Il est élu au Sénat en 1968 pour le collège d'Alcamo sur une liste PCI-PSIUP[5] et réélu en 1972 sans se représenter ensuite[4]. Son travail parlementaire s'intéresse notamment aux autoroutes Palerme - Catane et Catane - Messine, ainsi qu'à l'étude du Pont sur le détroit de Messine[4]

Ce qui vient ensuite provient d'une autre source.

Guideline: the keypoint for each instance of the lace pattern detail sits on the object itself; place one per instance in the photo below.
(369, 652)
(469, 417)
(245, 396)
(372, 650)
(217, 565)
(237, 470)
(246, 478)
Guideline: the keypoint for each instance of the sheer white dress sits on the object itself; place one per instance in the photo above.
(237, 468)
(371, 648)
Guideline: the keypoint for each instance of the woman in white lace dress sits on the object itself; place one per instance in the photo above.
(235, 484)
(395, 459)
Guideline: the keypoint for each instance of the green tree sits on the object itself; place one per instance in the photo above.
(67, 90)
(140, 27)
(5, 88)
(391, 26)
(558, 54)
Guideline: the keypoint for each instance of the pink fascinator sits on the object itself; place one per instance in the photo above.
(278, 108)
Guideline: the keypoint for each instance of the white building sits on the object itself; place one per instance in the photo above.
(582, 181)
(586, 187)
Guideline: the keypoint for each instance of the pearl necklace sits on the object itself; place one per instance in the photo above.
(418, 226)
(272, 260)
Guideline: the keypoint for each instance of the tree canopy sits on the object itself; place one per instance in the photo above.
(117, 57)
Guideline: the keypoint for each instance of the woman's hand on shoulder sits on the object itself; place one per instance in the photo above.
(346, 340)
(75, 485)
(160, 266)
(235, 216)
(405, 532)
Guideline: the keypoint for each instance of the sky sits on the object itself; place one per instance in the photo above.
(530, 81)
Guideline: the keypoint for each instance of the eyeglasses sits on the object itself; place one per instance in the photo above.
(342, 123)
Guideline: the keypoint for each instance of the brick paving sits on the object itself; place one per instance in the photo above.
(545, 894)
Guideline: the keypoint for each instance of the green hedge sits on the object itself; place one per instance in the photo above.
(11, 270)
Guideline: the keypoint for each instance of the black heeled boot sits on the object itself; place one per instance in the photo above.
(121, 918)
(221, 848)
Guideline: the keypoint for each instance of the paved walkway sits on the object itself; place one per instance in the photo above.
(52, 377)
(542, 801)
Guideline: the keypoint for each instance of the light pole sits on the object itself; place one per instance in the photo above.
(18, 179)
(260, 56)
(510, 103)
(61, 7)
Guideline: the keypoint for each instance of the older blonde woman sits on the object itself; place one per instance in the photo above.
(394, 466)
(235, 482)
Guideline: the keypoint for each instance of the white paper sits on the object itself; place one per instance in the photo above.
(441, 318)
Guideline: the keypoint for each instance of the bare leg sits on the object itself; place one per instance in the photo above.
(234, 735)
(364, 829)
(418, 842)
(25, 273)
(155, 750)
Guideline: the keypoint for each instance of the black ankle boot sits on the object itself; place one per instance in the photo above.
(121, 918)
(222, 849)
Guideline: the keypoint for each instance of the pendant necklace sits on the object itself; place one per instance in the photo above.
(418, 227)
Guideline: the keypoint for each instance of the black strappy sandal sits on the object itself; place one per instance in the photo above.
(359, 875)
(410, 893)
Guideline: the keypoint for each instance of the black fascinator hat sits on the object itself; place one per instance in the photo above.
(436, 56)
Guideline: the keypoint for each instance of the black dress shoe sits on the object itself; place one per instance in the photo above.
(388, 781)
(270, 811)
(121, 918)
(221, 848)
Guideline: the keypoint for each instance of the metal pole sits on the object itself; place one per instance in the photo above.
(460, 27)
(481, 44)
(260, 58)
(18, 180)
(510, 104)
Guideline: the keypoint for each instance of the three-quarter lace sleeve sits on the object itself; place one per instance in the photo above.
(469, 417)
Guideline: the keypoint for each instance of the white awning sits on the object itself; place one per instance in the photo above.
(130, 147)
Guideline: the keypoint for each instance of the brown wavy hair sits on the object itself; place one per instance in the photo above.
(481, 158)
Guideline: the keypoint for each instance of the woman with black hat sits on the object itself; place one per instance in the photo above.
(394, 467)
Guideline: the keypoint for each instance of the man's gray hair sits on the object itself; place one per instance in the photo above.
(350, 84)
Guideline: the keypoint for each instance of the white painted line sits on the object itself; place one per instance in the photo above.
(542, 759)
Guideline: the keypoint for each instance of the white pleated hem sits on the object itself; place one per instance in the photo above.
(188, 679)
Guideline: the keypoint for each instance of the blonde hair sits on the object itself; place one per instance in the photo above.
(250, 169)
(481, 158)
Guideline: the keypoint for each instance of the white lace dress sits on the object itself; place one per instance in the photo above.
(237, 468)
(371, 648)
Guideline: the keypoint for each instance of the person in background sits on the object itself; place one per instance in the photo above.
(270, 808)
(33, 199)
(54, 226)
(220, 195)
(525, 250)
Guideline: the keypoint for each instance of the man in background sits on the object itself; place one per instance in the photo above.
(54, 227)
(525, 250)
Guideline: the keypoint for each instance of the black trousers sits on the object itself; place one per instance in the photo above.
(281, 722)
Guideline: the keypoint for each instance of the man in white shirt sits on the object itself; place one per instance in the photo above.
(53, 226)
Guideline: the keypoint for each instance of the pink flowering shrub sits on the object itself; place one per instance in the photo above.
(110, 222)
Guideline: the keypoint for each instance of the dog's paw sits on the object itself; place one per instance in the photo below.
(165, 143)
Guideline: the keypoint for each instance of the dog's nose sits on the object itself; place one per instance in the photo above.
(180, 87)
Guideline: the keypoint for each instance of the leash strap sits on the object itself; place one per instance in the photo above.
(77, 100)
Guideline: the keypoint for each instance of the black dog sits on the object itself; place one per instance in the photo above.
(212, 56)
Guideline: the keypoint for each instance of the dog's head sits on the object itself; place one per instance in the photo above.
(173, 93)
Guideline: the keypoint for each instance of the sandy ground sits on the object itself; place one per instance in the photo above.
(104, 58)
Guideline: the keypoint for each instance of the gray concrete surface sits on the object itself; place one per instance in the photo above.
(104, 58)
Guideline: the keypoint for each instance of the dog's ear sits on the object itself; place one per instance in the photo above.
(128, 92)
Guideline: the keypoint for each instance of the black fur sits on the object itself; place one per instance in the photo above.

Maire de la renaissance de Gibellina

Venu à Gibellina le soir du séisme de janvier 1968 dans la vallée du Belice, Ludovico Corrao devient maire de la commune[15] en juin 1969. Il doit d'abord gérer la recréation d'un bourg, qui ne débute qu'une dizaine d'années après le tremblement de terre, à plusieurs kilomètres de l'ancien village détruit et abandonné[15]. Il prend la tête de la lutte contre les projets de reconstruction de la vallée du Belice, d'abord contre la lenteur et le manque de moyens, comme lors de la manifestation des 2 ans de la catastrophe, puis en portant, à partir de la publication de son article « L’arte non è superflua » en 1979, un projet de reconstruction culturel et urbain basé sur l’art et l’architecture contemporaine, baptisé tour à tour utopie de la réalité, l’utopie concrète ou Gibellina la Nuova.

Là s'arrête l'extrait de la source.